|Apparently, a VERY complicated device|
Best. Toy. Ever.
Anyway, yesterday we discovered, once we got the new boards home and unwrapped them, that they now come with a full set of instructions.
And, to add insult to injury (at least for this particular grammarian), the instructions are titled "How To Lay On Your Bodyboard."
Lay! How about "How To Properly Conjugate Verbs"? Or, "How To Distinguish Between Transitive and Intransitive Verbs"? Instead, apparently, we're stuck with the illustrated guide to "How To Do The Most Obvious Thing In The World."

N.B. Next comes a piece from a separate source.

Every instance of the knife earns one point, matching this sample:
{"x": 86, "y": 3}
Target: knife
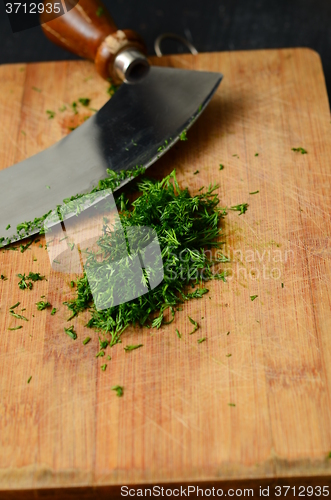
{"x": 141, "y": 121}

This guide has a picture showing you, the apparently clueless reader, how to lie down on your stomach on your boogie board, with the warning that one should "practice lying" on the board before even entering the surf. The instructions explain where to grip the boogie board (top corners) and add that your legs are supposed to hang off the back. The reader is advised to "rest on your elbows and arch your back with your head up."
The last illustration labels the different parts of a wave, in case you aren't sure what the term "whitewater" might mean when you encounter it in the directions on how to catch a wave ("...start paddling...").
You know what? This must be the same company that put the warning sticker on Rachel's scooter a few years ago...you know, the one that said, "This product moves when being used." Which has me thinking, maybe there should be a warning on the boogie-board instructions: If you actually need these, you are too stupid to use this product.